Undoubtedly the favourite for many will be Paul Fagamalo’s strutting fa’afafine Misilei, the self-proclaimed ‘Queen of the Factory’ with dreams of Hollywood glamour and enough sass and pride that she won’t take stick from anyone … except the Boss.

The seven-strong musical ensemble soundly underpins the eclectic gamut of musical moods and genres. I confess my presumptions were slightly subverted in that I expected more modern music, namely the definitive Hip-hop stylings for which the younger generations of Pasifika people are best known nowadays (and rightly so), or even some break-dancing. 

Regardless, the lack of these elements in no way detracts from the impressive accomplishment of composer/conductor Poulima Salima and choreographer Siaosi Mulipola. Salima’s accomplished arrangements covers a broad range of musical theatre styles. Full-company numbers such as the inaugural haunting vocal chorus, the central showpiece ‘My Life Started at the Factory’ and Mose’s politically confrontational ‘How Come?!’ have the audience enthralled and energised. 

The struggles and fears of the working class are further expressed in anthemic compositions about ‘Working for the Man’ and the necessity of learning English and disregarding the culture of the world they have come from: “E is for money, N is for money, G is … (etc)”. Supporting and instigating these resigned notions from on high, Boss entreats his daughter to forget the island ways and ‘Climb climb climb Lillian!’, at which she is torn between her own ambition and her desire to maintain and celebrate the culture of their people. 
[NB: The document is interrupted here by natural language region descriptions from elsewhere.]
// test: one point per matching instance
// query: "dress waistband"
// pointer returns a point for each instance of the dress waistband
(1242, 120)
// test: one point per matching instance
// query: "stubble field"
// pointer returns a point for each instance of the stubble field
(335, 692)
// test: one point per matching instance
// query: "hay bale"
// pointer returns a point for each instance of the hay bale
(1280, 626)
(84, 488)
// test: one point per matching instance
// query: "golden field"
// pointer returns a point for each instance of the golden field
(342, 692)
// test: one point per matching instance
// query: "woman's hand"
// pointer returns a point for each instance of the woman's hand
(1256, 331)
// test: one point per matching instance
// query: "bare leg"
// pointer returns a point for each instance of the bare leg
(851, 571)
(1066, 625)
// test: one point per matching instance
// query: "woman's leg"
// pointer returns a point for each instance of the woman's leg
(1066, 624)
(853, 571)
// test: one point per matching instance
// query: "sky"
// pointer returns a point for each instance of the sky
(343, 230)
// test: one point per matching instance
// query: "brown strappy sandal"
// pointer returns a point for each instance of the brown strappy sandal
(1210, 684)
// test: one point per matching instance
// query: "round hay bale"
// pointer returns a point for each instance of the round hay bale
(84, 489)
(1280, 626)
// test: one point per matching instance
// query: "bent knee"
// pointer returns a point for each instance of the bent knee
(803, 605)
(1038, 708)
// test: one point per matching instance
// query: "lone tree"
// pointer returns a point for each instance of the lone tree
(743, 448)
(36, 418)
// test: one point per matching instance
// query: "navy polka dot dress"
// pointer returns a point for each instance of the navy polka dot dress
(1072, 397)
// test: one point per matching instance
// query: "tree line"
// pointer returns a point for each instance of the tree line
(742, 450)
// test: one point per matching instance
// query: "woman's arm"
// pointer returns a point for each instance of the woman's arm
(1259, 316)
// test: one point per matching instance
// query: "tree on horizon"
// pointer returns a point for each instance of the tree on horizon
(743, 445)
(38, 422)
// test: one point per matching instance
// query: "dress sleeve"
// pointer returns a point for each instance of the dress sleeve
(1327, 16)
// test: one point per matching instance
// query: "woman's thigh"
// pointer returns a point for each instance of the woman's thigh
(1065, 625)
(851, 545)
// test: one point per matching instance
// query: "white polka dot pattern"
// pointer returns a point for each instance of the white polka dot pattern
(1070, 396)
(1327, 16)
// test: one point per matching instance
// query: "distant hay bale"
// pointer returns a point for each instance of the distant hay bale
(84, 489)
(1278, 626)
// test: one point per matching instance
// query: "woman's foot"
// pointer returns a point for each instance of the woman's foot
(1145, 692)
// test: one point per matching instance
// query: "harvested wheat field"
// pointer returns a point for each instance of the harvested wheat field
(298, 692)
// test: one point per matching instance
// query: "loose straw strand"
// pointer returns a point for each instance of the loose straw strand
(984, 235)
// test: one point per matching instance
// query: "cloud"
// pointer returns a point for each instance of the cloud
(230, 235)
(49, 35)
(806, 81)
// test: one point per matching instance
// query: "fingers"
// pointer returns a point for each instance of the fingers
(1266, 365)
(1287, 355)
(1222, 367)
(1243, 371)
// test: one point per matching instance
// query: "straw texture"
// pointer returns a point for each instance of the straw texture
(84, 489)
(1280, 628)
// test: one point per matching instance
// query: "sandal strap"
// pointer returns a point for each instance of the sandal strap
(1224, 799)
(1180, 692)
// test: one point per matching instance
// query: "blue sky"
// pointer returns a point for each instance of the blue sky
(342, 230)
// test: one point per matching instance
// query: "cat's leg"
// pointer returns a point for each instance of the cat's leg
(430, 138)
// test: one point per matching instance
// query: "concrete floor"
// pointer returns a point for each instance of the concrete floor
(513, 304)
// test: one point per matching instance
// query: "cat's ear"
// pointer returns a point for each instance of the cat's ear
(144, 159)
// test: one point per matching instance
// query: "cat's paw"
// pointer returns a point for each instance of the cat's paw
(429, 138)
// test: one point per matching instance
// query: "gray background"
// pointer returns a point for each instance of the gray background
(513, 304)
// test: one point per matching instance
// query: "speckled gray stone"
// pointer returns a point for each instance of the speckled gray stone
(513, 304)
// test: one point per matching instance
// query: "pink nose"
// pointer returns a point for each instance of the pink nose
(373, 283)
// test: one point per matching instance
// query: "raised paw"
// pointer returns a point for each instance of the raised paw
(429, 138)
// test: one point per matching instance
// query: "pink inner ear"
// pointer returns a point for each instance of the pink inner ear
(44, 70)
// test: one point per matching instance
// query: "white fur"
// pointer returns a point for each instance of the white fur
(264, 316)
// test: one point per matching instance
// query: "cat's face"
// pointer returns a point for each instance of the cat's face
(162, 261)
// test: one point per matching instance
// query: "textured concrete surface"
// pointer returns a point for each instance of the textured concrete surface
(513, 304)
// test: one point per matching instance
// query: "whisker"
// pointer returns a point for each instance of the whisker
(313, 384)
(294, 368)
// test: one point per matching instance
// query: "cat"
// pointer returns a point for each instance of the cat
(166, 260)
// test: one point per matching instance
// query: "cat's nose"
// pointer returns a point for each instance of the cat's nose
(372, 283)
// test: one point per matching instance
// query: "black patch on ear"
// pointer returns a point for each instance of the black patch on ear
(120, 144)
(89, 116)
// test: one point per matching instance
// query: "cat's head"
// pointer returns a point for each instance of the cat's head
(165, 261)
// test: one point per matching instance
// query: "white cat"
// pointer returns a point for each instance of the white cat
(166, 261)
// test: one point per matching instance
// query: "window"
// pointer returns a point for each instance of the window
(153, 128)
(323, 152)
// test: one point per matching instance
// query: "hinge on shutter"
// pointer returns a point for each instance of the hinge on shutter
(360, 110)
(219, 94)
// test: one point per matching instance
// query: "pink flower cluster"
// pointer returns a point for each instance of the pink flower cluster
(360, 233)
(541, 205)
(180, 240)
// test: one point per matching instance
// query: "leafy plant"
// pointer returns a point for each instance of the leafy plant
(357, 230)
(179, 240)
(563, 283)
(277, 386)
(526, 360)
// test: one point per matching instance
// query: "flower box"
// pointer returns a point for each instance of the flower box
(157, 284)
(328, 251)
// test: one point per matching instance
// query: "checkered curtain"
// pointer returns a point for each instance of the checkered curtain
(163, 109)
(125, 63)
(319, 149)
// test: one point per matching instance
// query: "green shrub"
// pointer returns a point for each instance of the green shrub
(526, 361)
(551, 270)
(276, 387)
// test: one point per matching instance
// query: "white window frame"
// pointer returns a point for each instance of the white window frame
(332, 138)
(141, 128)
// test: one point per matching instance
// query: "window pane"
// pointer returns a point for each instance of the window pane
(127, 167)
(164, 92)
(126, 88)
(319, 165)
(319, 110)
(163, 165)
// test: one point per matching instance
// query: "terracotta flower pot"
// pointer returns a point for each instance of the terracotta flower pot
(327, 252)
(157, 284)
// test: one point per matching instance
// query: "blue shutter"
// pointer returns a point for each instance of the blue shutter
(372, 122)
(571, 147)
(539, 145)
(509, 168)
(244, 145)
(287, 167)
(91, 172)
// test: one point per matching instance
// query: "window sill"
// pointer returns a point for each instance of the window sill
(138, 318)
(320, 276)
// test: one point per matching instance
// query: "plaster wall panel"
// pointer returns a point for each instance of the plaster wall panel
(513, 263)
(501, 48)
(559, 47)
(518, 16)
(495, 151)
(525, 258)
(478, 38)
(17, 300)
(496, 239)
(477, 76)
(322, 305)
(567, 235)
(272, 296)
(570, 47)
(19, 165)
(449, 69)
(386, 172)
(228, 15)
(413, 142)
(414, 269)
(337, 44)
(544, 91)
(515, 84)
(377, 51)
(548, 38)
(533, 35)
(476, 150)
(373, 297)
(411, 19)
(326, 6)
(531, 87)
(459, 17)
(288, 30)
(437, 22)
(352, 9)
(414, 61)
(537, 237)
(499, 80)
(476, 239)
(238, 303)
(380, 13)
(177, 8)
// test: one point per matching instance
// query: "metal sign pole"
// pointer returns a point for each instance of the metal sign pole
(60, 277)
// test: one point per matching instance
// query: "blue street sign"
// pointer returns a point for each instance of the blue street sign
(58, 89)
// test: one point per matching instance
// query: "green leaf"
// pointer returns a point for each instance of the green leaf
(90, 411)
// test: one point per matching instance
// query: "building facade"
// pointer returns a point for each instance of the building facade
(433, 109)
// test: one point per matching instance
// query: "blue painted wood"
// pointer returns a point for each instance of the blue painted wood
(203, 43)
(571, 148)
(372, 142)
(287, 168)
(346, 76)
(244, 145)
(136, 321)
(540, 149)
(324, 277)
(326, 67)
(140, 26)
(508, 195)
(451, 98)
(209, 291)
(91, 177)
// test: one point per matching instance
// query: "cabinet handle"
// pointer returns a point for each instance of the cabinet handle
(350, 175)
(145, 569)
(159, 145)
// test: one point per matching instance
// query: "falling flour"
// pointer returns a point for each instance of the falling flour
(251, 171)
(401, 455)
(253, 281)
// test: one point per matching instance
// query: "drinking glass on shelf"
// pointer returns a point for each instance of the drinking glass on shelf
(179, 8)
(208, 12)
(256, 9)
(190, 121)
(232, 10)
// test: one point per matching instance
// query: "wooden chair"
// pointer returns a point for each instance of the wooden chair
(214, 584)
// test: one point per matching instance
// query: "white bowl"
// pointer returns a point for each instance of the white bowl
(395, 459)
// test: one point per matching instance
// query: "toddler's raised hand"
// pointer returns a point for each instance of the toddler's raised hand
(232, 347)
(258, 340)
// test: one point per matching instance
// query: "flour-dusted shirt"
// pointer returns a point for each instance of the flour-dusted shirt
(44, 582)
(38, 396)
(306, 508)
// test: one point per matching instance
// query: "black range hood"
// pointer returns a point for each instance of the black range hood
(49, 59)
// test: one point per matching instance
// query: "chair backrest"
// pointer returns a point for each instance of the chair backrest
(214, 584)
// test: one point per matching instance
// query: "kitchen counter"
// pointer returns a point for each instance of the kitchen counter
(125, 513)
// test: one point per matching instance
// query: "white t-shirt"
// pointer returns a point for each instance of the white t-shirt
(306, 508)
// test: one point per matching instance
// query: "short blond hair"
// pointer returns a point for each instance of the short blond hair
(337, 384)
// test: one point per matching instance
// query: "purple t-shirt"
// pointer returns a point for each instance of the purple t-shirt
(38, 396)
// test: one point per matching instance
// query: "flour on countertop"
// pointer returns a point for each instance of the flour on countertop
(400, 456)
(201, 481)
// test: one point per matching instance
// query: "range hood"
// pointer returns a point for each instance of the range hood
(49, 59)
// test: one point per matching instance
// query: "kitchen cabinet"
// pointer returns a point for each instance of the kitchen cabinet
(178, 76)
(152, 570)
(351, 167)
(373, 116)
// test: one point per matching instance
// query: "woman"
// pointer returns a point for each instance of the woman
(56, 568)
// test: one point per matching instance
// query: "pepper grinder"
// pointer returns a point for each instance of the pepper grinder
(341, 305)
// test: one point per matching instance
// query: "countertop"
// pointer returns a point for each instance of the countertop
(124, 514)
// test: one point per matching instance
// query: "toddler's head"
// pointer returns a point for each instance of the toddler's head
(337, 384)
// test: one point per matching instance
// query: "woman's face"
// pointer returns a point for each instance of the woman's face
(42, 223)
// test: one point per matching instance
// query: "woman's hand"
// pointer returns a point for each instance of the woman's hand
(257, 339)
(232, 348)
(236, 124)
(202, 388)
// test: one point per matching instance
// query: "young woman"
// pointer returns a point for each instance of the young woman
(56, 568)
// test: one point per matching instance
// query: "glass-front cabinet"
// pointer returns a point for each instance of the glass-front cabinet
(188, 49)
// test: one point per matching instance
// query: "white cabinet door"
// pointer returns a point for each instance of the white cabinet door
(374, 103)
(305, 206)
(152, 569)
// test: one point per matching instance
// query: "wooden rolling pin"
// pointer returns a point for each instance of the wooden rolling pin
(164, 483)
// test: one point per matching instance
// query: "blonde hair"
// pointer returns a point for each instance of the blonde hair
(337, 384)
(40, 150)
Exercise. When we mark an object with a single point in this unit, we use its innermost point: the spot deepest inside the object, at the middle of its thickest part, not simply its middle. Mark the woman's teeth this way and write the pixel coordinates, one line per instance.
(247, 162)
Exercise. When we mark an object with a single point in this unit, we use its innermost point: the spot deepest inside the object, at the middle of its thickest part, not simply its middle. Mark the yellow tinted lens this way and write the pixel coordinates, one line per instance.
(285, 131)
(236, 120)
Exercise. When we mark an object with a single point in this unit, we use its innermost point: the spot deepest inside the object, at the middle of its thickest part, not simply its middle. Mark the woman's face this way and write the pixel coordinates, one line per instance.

The cast performs both songs and dialogue entirely with microphones. A few technical problems (mainly just a lack of crispness and some crackle) were unfortunate at the premiere but minor enough to be almost not worth mentioning, except that sharpening the vocal clarity can only improve the work, if only by eliminating the distraction. 

The large, simplistic scaffolding-based set designed by Sean Coyle (also lighting) has more of a construction site look than a clothing factory, with a few long rolls of fabric draped about to suggest walls, and the merchandise. Sewing machines and other equipment are all mimed, making it easier to transpose the specific institution to any number of factory workplaces. 

The KKK’s stated mandate is to “create theatre with a strong political and social focus that the rest of the world could not ignore.” The Factory explores prominent PI concerns of family, immigration and cultural identity, in broad strokes that maximise recognition of the issues while still managing to elicit sympathy on a human level. The depth achieved in this way is considerable, especially with a script that is in some ways less than realistic, such as Boss’s arrogant refusal to appropriately deal with pressing workplace safety issues without any concern for the penalties awarded for such gross negligence.  

Then there’s Lilly’s insistence that her father sack a respected worker whom she believes has betrayed her, with no explanation or similar concern for the legal repercussions of unlawful dismissal. And the fact that when the worst imaginable tragedy does occur, Mr. Boss isn’t forcibly closed down, let alone fined or imprisoned for negligence amounting to manslaughter. These issues would be easier to believe if it was set in the seventies, in the generation of playwright/co-director (with Anapela Polataivino) Vela Manusaute’s own immigrant parents, who evidently provided inspiration for the ambitious work. 

In the end, whether The Factory is The Great Kiwi Musical or not, it is nonetheless a solid blend of drama, comedy, music and dance that ultimately explodes with literal electricity. You’ll know what I mean when you go.  
For more production details, click on the title above. Go to Home page to see other Reviews, recent Comments and Forum postings (under Chat Back), and News.


Grant Buist August 16th, 2011

 I'm proud to have writen the Daftest Kiwi Musical. I'm leaving the Great Kiwi Musical for someone who knows more than four chords.

nik smythe August 15th, 2011

I neglected to mention that the curtain call was received with a wholehearted minute-long standing ovation.